Paris, had been under siege by Nazi Germany since the signing of the Second Compiègne Armistice on 22 June 1940. The Battle for Paris started with an uprising by the French Resistance against the German garrison on 19 August 1944. By 24 August, the French Forces of the Interior, received reinforcements from the Free French Army of Liberation with back up support from the U.S. Third Army under General Patton.
The 7 day battle drew to an end with the German garrison surrendering on 25 August 1944. French General, Jacques Leclerc entered the free French capital triumphantly and Charles de Gaulle, president of the Provisional Government of the French Republic moved back into the War Ministry on the Rue Saint-Dominique. Later in the day he delivered a rousing improvised speech to the crowd from the Hôtel de Ville. The speech was transmitted live by radio all over the country in what was to be a truly a historic moment for France.
“Paris! An outraged Paris! A broken Paris! A martyred Paris! But… a liberated Paris! Liberated by itself, liberated by its people with the help of the armies of France, with the support and the help of all of France, of the fighting France, of the only France, the real France, the eternal France! ”
The next day a victory parade down the Champs-Élysées, with General de Gaulle leading the triumphal procession finished at Notre Dame Cathedral for a service of thanksgiving.

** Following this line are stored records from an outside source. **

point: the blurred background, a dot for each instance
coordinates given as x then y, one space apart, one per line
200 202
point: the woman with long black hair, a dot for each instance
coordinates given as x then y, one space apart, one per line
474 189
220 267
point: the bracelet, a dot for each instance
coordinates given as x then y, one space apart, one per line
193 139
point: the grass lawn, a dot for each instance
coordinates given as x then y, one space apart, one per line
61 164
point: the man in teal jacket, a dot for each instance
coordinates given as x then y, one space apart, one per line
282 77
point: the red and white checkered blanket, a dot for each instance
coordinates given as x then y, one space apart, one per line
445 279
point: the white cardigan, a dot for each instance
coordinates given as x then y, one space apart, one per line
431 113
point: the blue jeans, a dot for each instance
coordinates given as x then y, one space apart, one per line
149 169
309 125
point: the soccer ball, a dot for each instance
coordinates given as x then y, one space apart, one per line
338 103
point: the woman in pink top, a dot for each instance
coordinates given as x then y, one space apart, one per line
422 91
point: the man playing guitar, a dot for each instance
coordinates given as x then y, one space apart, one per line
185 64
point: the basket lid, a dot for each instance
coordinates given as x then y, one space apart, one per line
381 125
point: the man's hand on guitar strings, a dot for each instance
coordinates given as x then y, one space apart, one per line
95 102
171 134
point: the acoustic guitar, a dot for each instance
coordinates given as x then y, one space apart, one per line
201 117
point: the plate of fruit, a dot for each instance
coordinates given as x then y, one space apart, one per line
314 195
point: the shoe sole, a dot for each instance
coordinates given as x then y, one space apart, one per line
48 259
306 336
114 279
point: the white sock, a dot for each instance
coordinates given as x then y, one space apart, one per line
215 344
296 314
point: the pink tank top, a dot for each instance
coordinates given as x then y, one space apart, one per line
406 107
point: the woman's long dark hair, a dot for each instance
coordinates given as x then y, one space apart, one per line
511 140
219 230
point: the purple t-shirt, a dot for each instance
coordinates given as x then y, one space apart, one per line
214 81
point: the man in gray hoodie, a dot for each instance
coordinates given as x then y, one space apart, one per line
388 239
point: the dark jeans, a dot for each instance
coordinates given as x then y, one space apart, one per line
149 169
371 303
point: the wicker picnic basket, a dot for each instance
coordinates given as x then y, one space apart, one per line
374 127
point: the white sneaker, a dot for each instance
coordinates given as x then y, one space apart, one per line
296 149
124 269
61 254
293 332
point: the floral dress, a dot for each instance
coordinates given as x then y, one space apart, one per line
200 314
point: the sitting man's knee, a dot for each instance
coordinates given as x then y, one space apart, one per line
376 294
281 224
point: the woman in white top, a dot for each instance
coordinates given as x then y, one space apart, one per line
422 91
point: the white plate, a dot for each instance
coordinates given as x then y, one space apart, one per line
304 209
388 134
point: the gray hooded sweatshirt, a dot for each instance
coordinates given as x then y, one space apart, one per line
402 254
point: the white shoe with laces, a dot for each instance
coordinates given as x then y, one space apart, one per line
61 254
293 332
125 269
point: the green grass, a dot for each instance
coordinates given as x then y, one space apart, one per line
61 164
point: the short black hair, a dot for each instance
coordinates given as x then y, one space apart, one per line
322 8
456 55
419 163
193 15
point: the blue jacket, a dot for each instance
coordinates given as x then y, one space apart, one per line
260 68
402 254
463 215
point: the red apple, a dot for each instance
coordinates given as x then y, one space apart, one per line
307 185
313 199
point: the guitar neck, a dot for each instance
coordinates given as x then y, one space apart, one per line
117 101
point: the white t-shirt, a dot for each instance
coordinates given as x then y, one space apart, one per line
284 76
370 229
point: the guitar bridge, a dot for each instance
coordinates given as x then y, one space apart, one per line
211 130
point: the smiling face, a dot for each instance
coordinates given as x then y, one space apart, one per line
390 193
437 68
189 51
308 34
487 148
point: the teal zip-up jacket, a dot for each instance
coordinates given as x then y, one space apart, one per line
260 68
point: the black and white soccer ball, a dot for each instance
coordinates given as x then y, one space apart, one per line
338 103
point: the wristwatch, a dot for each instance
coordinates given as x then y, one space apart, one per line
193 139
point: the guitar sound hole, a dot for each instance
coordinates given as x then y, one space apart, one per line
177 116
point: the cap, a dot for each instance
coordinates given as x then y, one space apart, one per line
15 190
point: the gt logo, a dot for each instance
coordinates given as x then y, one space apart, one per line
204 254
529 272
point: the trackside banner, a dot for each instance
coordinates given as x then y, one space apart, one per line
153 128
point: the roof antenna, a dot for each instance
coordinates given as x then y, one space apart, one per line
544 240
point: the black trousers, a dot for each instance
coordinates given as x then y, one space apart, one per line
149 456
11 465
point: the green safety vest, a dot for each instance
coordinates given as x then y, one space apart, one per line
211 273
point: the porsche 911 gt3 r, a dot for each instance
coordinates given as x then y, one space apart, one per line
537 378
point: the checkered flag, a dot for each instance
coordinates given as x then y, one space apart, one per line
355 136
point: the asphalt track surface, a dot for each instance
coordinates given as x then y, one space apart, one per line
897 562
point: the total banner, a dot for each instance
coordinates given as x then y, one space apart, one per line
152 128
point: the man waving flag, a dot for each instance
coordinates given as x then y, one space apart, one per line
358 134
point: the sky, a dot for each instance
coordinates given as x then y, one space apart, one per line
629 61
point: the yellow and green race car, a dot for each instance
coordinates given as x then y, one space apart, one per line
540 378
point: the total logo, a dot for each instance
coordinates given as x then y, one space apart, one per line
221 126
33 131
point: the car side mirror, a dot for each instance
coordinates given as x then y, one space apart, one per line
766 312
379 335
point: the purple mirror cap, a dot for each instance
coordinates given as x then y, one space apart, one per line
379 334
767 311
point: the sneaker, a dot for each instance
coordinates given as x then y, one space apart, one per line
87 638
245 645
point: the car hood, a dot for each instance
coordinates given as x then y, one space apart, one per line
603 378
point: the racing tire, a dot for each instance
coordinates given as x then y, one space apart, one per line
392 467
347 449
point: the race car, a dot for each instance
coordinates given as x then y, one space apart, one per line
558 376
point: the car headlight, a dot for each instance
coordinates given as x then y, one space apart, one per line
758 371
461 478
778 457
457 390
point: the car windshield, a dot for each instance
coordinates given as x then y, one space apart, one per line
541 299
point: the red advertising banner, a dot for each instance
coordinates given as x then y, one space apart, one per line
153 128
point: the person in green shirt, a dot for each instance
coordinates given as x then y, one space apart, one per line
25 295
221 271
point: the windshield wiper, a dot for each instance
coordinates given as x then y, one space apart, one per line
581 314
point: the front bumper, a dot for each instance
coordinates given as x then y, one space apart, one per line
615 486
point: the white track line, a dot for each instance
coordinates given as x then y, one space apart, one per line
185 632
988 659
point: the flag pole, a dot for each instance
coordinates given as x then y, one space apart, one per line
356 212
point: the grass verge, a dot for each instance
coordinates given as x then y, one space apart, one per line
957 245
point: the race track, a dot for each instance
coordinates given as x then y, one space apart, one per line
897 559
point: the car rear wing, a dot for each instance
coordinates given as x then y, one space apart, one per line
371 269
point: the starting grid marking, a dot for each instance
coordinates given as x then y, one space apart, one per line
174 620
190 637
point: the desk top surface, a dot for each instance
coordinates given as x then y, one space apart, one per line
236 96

Three days later on the 29th August, a combined Franco-American military parade was organised after the arrival of the U.S. Army’s 28th Infantry Division. Exuberant crowds greeted their liberators and echoes of La Marseillaise resounded throughout the capital.
It has been estimated that between 800 and 1,000 resistance fighters were killed during the battle for Paris, and another 1,500 were wounded.
There was still much heavy fighting before France was to become fully liberated, Alsace and Lorraine in eastern France remained under occupation, where the German army continued fighting tenaciously for the remainder of 1944 and into 1945.